J-フォン・グループは6日,第3世代携帯電話サービス「IMT-2000」の開始時期を延期すると発表した。当初計画していた2001年12月から半年遅らせ,2002年6月までに首都圏エリアで,同年10月までに東海・関西エリアで開始する。ただし全国展開の時期については,従来の予定通り同年10月としている。

 サービス開始を延期するのは,世界標準規格であるIMT-2000の仕様に変更が生じたことで,これに準拠したネットワークや移動電話機の開発の遅れが見込まれるため。同グループはIMT-2000の通信方式に「W-CDMA」(wideband code division multiple access)を採用している。同方式の標準化機関である3GPP(third generation partnership project)は99年12月に最初の詳細規格を定めた後も随時,改定作業を継続中。このうち2000年12月のバージョンから基地局と電話機の間の呼制御信号などに変更が加えられた。J-フォン・グループはこれを受けて,仕様変更後の通信方式に準拠したネットワークを構築。首都圏でのフィールド実験を十分実施した上でサービスを開始する方針である。

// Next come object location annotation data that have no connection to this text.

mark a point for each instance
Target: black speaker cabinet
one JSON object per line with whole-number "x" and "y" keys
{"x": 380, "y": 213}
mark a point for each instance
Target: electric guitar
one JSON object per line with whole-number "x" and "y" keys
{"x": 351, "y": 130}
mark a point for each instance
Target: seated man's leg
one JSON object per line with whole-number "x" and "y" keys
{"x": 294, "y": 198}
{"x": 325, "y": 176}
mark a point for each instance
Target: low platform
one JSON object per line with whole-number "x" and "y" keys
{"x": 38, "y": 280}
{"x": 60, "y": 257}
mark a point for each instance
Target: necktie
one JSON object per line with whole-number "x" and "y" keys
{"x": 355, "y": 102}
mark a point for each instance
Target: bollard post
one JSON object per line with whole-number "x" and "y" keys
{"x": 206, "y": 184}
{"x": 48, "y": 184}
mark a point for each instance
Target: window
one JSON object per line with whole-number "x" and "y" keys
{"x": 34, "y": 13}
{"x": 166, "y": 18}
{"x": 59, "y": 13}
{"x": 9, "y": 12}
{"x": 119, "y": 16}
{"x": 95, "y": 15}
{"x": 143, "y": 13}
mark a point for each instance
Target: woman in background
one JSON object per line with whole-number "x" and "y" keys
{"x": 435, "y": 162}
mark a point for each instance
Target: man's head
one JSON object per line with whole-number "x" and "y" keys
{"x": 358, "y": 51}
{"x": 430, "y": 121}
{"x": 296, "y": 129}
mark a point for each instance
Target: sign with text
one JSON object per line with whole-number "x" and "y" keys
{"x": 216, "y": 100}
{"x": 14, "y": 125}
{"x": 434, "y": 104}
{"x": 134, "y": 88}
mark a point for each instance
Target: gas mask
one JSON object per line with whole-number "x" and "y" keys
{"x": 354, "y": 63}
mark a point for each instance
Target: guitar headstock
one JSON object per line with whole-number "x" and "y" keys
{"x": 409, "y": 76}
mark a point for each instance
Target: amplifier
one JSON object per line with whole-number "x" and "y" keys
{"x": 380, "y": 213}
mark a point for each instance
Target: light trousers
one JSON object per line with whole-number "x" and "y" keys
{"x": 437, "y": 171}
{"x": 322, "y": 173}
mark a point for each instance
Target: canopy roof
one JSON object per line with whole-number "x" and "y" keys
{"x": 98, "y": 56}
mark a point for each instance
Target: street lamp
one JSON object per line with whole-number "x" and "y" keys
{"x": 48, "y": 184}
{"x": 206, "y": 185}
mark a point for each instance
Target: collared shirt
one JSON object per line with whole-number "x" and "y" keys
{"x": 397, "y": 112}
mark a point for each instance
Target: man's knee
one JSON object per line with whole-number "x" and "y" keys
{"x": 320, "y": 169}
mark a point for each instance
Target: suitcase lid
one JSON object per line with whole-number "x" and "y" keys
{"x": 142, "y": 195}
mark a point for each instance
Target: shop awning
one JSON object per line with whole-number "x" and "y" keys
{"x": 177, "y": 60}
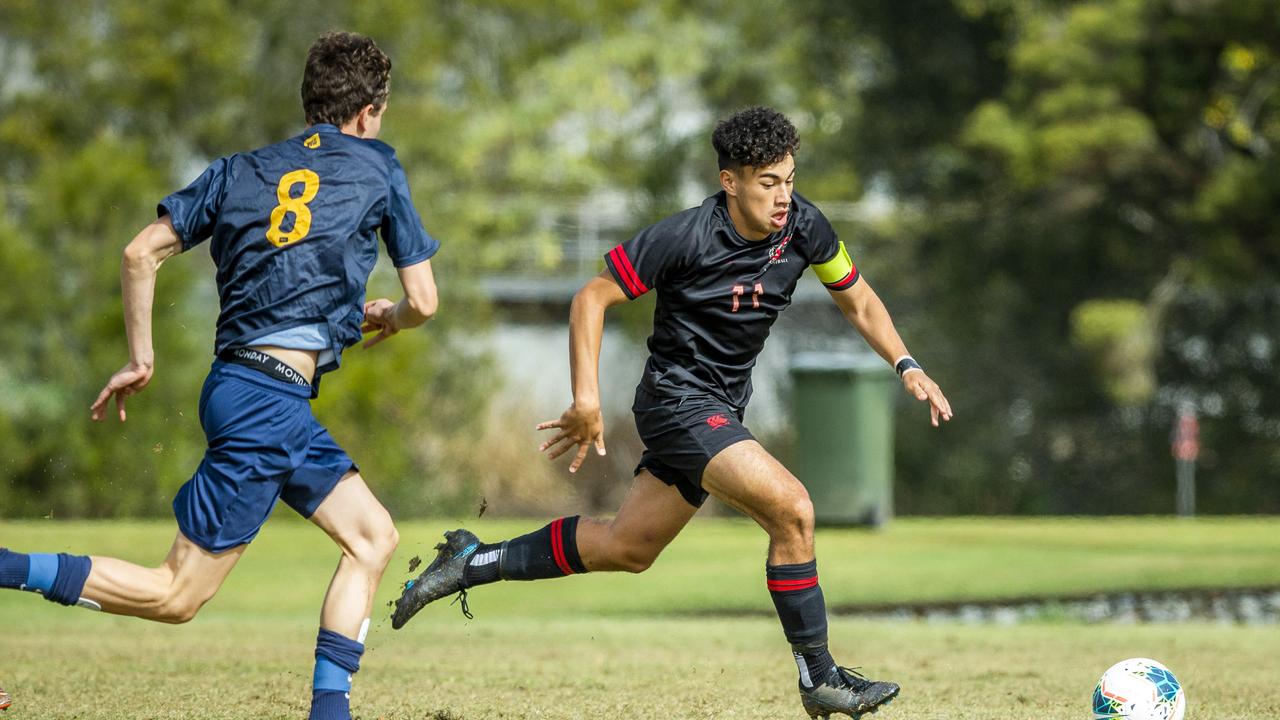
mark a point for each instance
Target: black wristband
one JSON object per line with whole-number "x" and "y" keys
{"x": 906, "y": 364}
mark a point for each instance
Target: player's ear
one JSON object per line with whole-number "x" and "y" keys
{"x": 364, "y": 118}
{"x": 728, "y": 181}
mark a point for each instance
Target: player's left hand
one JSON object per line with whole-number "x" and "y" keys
{"x": 926, "y": 390}
{"x": 127, "y": 381}
{"x": 380, "y": 318}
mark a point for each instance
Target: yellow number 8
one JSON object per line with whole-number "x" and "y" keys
{"x": 297, "y": 205}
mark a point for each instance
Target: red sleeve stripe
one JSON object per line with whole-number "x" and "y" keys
{"x": 848, "y": 281}
{"x": 558, "y": 546}
{"x": 624, "y": 268}
{"x": 791, "y": 586}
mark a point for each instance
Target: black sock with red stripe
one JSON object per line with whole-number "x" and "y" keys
{"x": 798, "y": 598}
{"x": 547, "y": 552}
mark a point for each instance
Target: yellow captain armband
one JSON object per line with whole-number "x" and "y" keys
{"x": 837, "y": 273}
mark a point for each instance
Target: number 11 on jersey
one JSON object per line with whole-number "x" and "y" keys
{"x": 755, "y": 295}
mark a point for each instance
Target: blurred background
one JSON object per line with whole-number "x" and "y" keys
{"x": 1069, "y": 209}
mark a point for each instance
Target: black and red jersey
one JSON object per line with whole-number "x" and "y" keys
{"x": 718, "y": 294}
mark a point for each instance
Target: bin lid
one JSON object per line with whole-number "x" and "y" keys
{"x": 828, "y": 361}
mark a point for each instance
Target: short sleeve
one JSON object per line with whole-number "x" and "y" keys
{"x": 407, "y": 241}
{"x": 193, "y": 209}
{"x": 641, "y": 263}
{"x": 830, "y": 259}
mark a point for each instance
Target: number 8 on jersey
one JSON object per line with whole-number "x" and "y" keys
{"x": 297, "y": 205}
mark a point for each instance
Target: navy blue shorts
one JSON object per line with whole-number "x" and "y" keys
{"x": 264, "y": 445}
{"x": 681, "y": 434}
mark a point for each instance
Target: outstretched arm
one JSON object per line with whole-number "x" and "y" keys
{"x": 865, "y": 311}
{"x": 138, "y": 267}
{"x": 583, "y": 424}
{"x": 419, "y": 305}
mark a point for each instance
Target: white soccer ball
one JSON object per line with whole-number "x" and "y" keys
{"x": 1138, "y": 689}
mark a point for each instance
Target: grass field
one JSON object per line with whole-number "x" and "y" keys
{"x": 631, "y": 646}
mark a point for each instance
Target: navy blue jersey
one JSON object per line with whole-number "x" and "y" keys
{"x": 718, "y": 294}
{"x": 292, "y": 229}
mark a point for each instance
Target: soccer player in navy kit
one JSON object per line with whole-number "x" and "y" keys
{"x": 722, "y": 273}
{"x": 293, "y": 231}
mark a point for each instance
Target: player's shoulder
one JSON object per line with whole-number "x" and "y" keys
{"x": 813, "y": 229}
{"x": 686, "y": 226}
{"x": 325, "y": 144}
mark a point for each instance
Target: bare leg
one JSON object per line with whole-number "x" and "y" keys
{"x": 750, "y": 479}
{"x": 650, "y": 516}
{"x": 169, "y": 593}
{"x": 364, "y": 531}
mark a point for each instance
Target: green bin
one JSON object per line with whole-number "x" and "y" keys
{"x": 844, "y": 422}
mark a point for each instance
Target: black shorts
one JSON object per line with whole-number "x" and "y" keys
{"x": 681, "y": 434}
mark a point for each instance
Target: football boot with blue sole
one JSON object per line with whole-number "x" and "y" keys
{"x": 442, "y": 578}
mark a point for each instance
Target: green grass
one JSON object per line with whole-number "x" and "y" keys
{"x": 625, "y": 646}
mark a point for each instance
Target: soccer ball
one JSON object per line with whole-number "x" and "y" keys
{"x": 1138, "y": 689}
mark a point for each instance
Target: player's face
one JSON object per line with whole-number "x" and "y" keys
{"x": 762, "y": 197}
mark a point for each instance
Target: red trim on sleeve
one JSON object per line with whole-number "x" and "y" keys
{"x": 624, "y": 267}
{"x": 558, "y": 546}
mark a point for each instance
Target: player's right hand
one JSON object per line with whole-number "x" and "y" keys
{"x": 577, "y": 425}
{"x": 127, "y": 381}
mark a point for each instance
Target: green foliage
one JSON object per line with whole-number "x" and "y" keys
{"x": 1036, "y": 159}
{"x": 1119, "y": 337}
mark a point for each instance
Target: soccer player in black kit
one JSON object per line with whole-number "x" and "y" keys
{"x": 722, "y": 273}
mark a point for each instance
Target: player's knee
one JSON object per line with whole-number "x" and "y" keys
{"x": 178, "y": 607}
{"x": 375, "y": 546}
{"x": 794, "y": 519}
{"x": 635, "y": 560}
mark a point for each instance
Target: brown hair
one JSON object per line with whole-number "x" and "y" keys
{"x": 344, "y": 72}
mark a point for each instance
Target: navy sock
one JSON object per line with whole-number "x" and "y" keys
{"x": 337, "y": 660}
{"x": 547, "y": 552}
{"x": 14, "y": 568}
{"x": 803, "y": 611}
{"x": 60, "y": 578}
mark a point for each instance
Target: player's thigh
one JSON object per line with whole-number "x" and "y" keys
{"x": 196, "y": 573}
{"x": 652, "y": 515}
{"x": 356, "y": 520}
{"x": 748, "y": 478}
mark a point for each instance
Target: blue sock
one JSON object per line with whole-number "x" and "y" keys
{"x": 337, "y": 660}
{"x": 60, "y": 578}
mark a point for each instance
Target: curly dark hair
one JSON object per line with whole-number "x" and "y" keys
{"x": 755, "y": 137}
{"x": 344, "y": 72}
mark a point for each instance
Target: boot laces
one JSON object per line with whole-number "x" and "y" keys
{"x": 851, "y": 678}
{"x": 462, "y": 598}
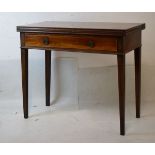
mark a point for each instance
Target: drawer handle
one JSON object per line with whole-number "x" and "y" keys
{"x": 90, "y": 44}
{"x": 46, "y": 41}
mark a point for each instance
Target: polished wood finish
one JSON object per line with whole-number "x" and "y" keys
{"x": 137, "y": 54}
{"x": 121, "y": 86}
{"x": 89, "y": 37}
{"x": 24, "y": 62}
{"x": 86, "y": 28}
{"x": 47, "y": 75}
{"x": 79, "y": 42}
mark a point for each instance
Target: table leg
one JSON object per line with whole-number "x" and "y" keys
{"x": 24, "y": 62}
{"x": 47, "y": 75}
{"x": 137, "y": 55}
{"x": 121, "y": 85}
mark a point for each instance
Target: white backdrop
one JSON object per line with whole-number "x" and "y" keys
{"x": 91, "y": 77}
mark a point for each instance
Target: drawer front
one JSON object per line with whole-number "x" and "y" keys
{"x": 71, "y": 42}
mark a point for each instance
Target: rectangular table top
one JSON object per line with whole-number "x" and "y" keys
{"x": 99, "y": 28}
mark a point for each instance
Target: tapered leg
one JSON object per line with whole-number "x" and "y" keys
{"x": 24, "y": 62}
{"x": 137, "y": 53}
{"x": 121, "y": 85}
{"x": 47, "y": 75}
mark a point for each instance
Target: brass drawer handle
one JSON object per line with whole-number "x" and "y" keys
{"x": 90, "y": 44}
{"x": 46, "y": 41}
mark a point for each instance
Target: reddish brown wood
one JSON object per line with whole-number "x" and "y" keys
{"x": 132, "y": 40}
{"x": 47, "y": 75}
{"x": 121, "y": 86}
{"x": 104, "y": 38}
{"x": 86, "y": 28}
{"x": 137, "y": 53}
{"x": 24, "y": 62}
{"x": 79, "y": 42}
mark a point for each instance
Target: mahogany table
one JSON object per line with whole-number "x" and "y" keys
{"x": 89, "y": 37}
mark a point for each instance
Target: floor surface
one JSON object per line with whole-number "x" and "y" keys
{"x": 59, "y": 123}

 一方,NTTドコモ・グループは予定通り,2001年5月末にIMT-2000サービスを開始する。同グループのIMT-2000ネットワークは2000年3月時点のW-CDMA規格をベースにしたものだが,「2000年12月の改定部分はもちろん,今後の仕様変更にも随時対応できる体制にある」としている。

 さらにauグループも,2001年秋にはcdmaOne携帯電話を高速化した「1x」方式によるサービスを導入する予定。このためJ-フォンは2002年6月までは,他事業者の新サービスに現行のPDC方式携帯電話で対抗することになる。